EL | You’ve gone from well-known chef and restaurateur to cookbook author and podcast host. Did your health issues influence your career trajectory?
SM | Without a doubt. There are real challenges to leading a healthy lifestyle and working in restaurant kitchens, which is unfortunate.
But I also realized that I could make a greater impact outside of the restaurant. To deliver the notion that healthy food can be delicious and that we can take control of our well-being by the choices we make in the kitchen is something I want to bring to a broader audience.
So, I turned to the podcast, public-speaking engagements, consulting work with other restaurants, and special events and retreats in order to do that.
EL | You’ve said being healthy is contagious. Let’s talk about that.
SM | Well, when people make changes, they influence the other people and systems around them. For example, a number of colleagues have seen me go through my transformation and were inspired to make their own changes — from dietary shifts to losing weight to improving biometrics to getting sober and quitting smoking.
We’ve also seen changes in the restaurant industry, where people are focused more on creating healthy work environments. Our industry was heavily affected by the #MeToo movement, and, as a byproduct of that, we were forced to look at how the restaurant culture had existed for so long and how damaged and dysfunctional it was. We have begun to make changes within the general quality of restaurant culture.
EL | You’ve also seen that impact in your work with No Kid Hungry, right?
SM | Yes. Several years ago, a group of chefs who, like me, enjoyed cycling came up with an idea of doing a fundraiser for No Kid Hungry, which works to end childhood hunger in America.
So, we rode from New York City to Washington, D.C., and raised a couple hundred thousand dollars. What we noticed was that many of our colleagues who were not cyclists felt left out and told us they’d really like to give that a try. So we reached out to other folks within our industry to get people on bikes.
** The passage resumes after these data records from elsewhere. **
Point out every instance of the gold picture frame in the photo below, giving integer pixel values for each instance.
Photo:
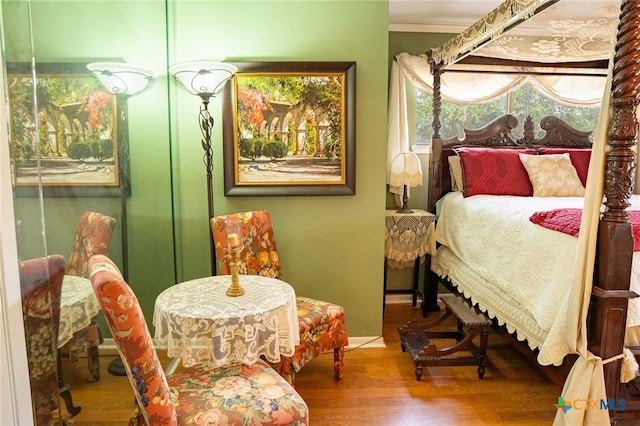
(289, 129)
(76, 150)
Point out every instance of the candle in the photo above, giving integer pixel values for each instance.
(233, 241)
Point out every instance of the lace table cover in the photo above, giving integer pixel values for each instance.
(197, 322)
(407, 237)
(78, 305)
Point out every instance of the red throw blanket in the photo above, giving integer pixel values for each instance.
(568, 221)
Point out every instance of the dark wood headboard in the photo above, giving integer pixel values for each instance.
(499, 134)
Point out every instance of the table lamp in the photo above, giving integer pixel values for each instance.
(406, 172)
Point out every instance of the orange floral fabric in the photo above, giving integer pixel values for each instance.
(93, 236)
(200, 395)
(41, 281)
(322, 324)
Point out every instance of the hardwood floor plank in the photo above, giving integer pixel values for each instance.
(379, 388)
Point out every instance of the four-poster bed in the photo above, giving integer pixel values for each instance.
(601, 287)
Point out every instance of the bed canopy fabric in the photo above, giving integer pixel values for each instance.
(584, 57)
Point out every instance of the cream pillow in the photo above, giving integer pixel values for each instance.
(455, 170)
(552, 175)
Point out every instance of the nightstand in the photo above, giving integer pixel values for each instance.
(408, 240)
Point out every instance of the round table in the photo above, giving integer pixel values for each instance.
(198, 323)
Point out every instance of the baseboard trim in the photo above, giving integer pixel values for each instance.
(391, 299)
(365, 342)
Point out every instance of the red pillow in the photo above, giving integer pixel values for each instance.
(579, 158)
(494, 171)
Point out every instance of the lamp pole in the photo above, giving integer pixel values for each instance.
(206, 124)
(205, 79)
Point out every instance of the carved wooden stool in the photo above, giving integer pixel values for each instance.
(416, 336)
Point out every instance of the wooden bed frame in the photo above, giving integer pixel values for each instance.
(610, 293)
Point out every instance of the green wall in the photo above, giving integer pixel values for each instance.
(331, 247)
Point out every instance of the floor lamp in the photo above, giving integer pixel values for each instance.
(206, 80)
(406, 172)
(123, 81)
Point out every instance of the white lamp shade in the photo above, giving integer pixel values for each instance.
(122, 79)
(205, 79)
(405, 170)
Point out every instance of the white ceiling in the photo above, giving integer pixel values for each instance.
(439, 16)
(566, 31)
(454, 16)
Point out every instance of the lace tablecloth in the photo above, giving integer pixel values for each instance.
(78, 306)
(198, 323)
(408, 237)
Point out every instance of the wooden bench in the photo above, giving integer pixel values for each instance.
(416, 335)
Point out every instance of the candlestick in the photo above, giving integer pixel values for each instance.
(235, 289)
(233, 240)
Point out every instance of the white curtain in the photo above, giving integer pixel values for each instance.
(468, 87)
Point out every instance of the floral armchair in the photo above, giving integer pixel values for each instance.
(41, 281)
(93, 236)
(322, 324)
(199, 395)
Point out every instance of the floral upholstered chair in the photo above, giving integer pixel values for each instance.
(41, 281)
(322, 324)
(199, 395)
(93, 236)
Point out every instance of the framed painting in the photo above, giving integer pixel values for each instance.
(289, 129)
(71, 144)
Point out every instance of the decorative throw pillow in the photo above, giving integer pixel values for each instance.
(455, 170)
(494, 171)
(580, 158)
(552, 175)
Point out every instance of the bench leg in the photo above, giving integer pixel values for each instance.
(418, 371)
(482, 357)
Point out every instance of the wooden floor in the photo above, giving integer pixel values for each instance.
(379, 388)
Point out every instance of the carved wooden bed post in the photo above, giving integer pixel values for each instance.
(610, 294)
(435, 172)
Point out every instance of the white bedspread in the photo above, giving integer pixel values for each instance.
(518, 272)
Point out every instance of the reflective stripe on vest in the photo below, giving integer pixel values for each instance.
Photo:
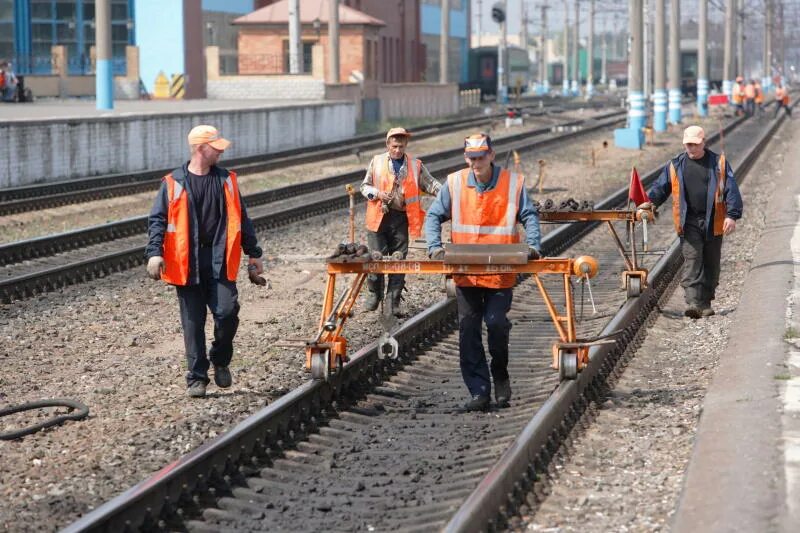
(383, 181)
(489, 217)
(178, 238)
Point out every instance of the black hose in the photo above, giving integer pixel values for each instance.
(79, 411)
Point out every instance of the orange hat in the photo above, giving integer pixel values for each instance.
(208, 135)
(397, 132)
(693, 135)
(477, 145)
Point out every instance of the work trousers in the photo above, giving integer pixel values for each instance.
(701, 255)
(391, 237)
(779, 105)
(476, 304)
(221, 297)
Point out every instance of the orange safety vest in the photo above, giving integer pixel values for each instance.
(489, 217)
(178, 238)
(383, 180)
(720, 208)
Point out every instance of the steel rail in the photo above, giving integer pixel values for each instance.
(503, 489)
(48, 279)
(51, 244)
(40, 196)
(266, 433)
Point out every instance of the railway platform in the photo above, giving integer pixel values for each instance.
(744, 473)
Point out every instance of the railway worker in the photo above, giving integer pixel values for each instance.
(782, 100)
(392, 187)
(198, 227)
(484, 203)
(701, 213)
(737, 95)
(750, 98)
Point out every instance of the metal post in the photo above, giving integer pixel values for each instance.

Two amazing things ended up happening. One, we got a lot of chefs — who had never ridden a bike and had not done much in terms of exercise — to train, get in shape, and make positive inroads in their own well-being.
The other thing that happened is we started raising a ton of money for No Kid Hungry, and we were able to grow our group, by year three, to 300 cyclists riding 300 miles in three days. For a lot of these chefs, the idea of riding 100 miles a day on a bicycle for three days in a row was something they never, ever in a million years thought they could accomplish.
Many still ride regularly, are super fit, and have really changed their lives.
EL | In your journey, you’ve found that long-lasting change requires certain practices or pillars. What are they?
SM | I describe them as nourish, move, and recover. To move well you need to nourish yourself well, and to recover you need to move well, so they balance each other.
Your body gets really good at doing whatever you ask it to do. If you make a habit of going to yoga, then your body gets better at doing yoga. If you make a habit of sitting on a couch, watching movies, and eating potato chips, you get really good at doing that.
So it’s about creating habits and routines that support one another to create an upward spiral instead of a vicious downward one. For example, when I was really sick, I would get out of work late feeling exhausted and terrible and have a drink to wind down, which often led to another drink and then to me eating a slice of pizza at 2 in the morning and sleeping poorly.
Now I get up every morning at 5:15 and work out really hard, and by 9:30 at night I’m ready for bed, and I sleep much better. And the choices I make throughout the day around food tend to be better because I’ve already made one positive commitment toward my well-being. So, it makes it easier to say, “Hey, you know what? I’m going to make another positive decision.”